VIOLENCE would breed violence,” warns Sen. Leila de Lima, who recently called for a Senate inquiry into the summary killings of alleged drug pushers and pushers.
There is no official count of the death toll in the war against drugs, pointed out the former justice secretary and former chair of the Commission on Human Rights.
According to the Philippine Daily Inquirer Group’s “Kill List” (http://inq.news/kill-list), the body count, as of noon of July 7, stood at 72 killed since June 30: 43 shot while “resisting” during police operations, and 29 whose bodies were found after their vigilante-style executions.
The Kill List begins on June 30, when President Rodrigo Duterte assumed office. An average of 10 was killed every day during the first week of the Duterte administration (June 30-July 7).
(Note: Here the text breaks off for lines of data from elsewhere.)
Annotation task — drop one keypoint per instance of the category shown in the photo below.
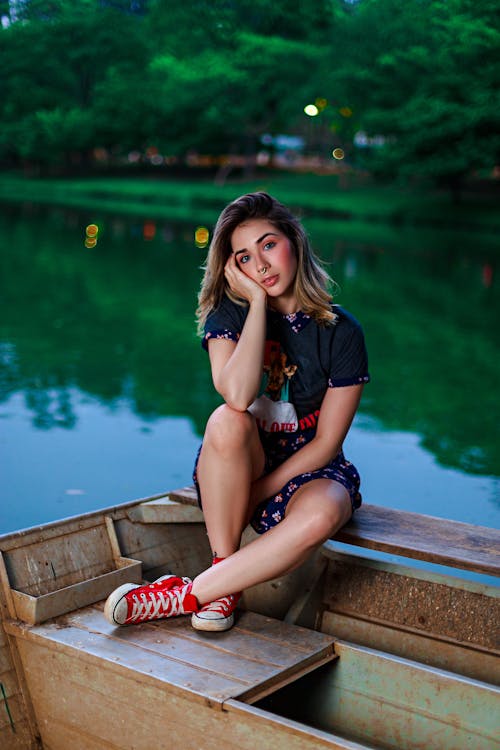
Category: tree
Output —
(424, 76)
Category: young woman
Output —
(290, 366)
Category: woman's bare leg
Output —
(230, 460)
(316, 511)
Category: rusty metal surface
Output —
(409, 602)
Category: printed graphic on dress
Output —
(276, 369)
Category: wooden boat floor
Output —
(253, 659)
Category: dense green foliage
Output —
(408, 89)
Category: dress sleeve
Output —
(226, 322)
(349, 358)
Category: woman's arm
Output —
(336, 414)
(237, 367)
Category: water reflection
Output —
(114, 322)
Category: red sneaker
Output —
(217, 615)
(166, 597)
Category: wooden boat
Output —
(346, 652)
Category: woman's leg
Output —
(231, 459)
(315, 512)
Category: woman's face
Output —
(266, 255)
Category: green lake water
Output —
(105, 388)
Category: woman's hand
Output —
(241, 284)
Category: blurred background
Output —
(125, 127)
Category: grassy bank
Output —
(317, 197)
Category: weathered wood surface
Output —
(247, 662)
(436, 540)
(165, 510)
(422, 537)
(91, 704)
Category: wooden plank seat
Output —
(256, 657)
(422, 537)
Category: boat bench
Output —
(435, 540)
(166, 685)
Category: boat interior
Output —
(353, 650)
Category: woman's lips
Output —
(271, 280)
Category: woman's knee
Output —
(228, 429)
(324, 516)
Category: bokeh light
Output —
(91, 232)
(201, 237)
(149, 230)
(311, 110)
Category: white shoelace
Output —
(156, 604)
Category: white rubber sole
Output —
(113, 612)
(213, 625)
If the Kill List went back as early as May 9, Election Day, the tally would stand at 119 drug-related killings.
During a recent christening party, guests partaking of a hearty feast found nothing disconcerting about the lunch topic: the killing of a “police drug pusher” whose body was found, with a placard bearing this label, in Bulacan.
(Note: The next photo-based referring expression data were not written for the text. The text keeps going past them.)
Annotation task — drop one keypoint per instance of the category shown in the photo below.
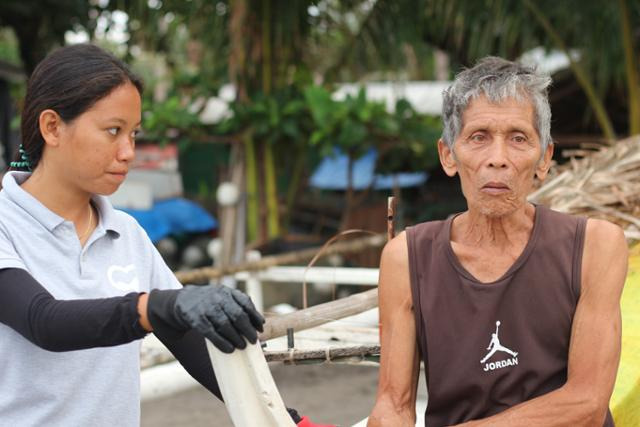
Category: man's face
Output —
(496, 154)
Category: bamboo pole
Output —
(319, 314)
(329, 354)
(205, 273)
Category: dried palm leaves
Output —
(603, 184)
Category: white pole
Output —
(248, 389)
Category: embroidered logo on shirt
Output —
(494, 347)
(123, 278)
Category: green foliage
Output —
(405, 139)
(170, 120)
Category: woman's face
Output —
(97, 147)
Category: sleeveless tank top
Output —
(489, 346)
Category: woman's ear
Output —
(447, 158)
(545, 163)
(51, 126)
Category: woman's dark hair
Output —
(68, 81)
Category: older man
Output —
(513, 308)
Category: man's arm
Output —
(594, 351)
(399, 360)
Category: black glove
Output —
(221, 314)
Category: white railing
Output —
(299, 275)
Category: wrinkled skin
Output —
(496, 155)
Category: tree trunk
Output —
(601, 113)
(633, 79)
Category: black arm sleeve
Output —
(65, 325)
(191, 351)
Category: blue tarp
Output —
(332, 174)
(173, 216)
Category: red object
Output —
(306, 422)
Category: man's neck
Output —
(474, 228)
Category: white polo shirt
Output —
(95, 387)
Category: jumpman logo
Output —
(495, 346)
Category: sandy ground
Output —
(332, 393)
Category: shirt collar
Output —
(11, 187)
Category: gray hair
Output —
(498, 80)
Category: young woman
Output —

Gory news photos of the executed have returned to newspaper front pages, along with headlines and reports dripping with details about the drug-related killings. The difference between contemporary news coverage and that of the 1970s-1980s of the Marcos years is that the former has not stirred any uproar from the public.
What’s striking now is that those who denounce the drug-related killings for violating human rights and the rule of law have been denounced in turn for their “twisted perceptions.” As a grandmother pointed out to her family, vigilantism is now “just” because it is directed against “the rotten” and shields the “innocent.”
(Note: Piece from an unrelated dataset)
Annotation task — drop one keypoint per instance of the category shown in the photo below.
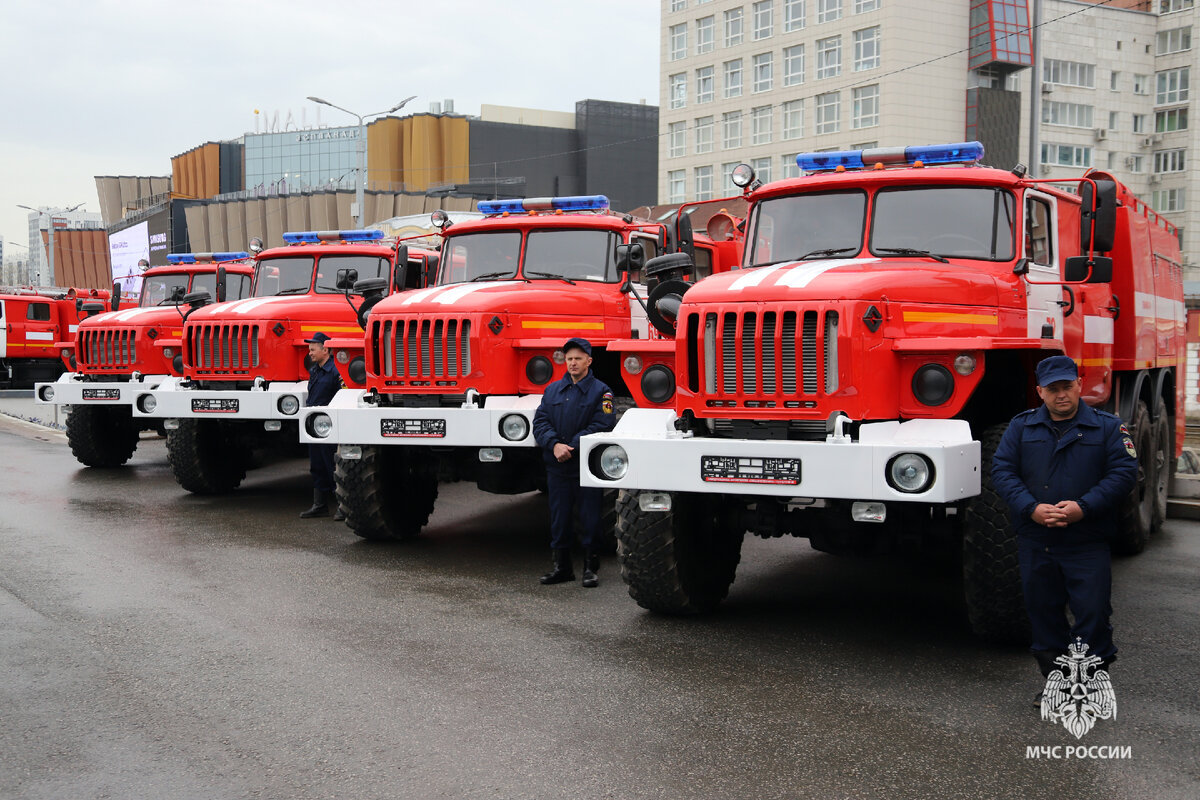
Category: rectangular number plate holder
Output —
(419, 428)
(735, 469)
Duterte’s landslide victory came after a promise to wipe out crime in “three to six months.” For many citizens, frustrated by the pervasiveness of crime and the ineptness of authorities to uphold peace and order, there is vindication in the daily spectacles of criminals surrendering or ending up as bodies and crime statistics.
For others, the summary killings are “too contrived” and “the madness must stop.” According to Edre Olalia, secretary-general of the National Union of People’s Lawyers (NUPL), “quick fix savagery and abuse of powers by law enforcers supposedly to quell criminality and drugs… is a Frankenstein that will haunt us over time.”
Sen. De Lima has urged a Senate inquiry that will “institutionalize the current operational procedures” of law enforcement bodies to uphold human rights even in the fight against crime. De Lima warns that vigilantism will turn the country into a “killing fields” and a “really messy society.”
For the Center for Media Freedom and Responsibility (CMFR), the creeping return of the culture of death also resurrects the specter of public apathy to the abuse of power and impunity. In its report, “Censorship by the Gun,” the media advocacy group corrected the misperception that the media workers were killed because they were corrupt.
President Duterte added to this misperception when he warned journalists that, “You won’t be killed if you did nothing wrong.” In its monitoring, the CMFR established that only eight cases of the 84 media workers killed since 2000 were “alleged to have been involved in corrupt practices, such as bribe-taking.”
Fifty-one of the 152 journalists killed since 1986 were exposing graft and corruption in their work. Forty-four “covered local politics and elections” (which includes the 32 media workers killed in the 2009 Ampatuan Massacre); 29 “reported on criminality;” 19 “tracked war and insurgency;” and eight “campaigned for the environment,” reported the CMFR.
The Catholic Bishops Conference of the Philippines (CBCP) called out for a Church committed “to stand up for the moral right and resist the moral wrong.”
A similar call was made by martial law survivor and artist Roy Lumagbas, after his performance before fellow artists, students and teachers at the University of the Philippines Cebu on June 30. Lumagbas, dressed in a checkered polo similar to the one worn by Duterte during his campaign sorties, alternated between brushing his teeth and issuing “kill orders” through a megaphone.
In an essay written to answer questions if his performance was alluding to the President’s war against crime, Lumagbas wrote, “The performance was (also) about the rest of us… Us, who know fully well that the genie once released is forever out there, getting worse by the day. Not better. It might become normal. The new normal… But better? Never.”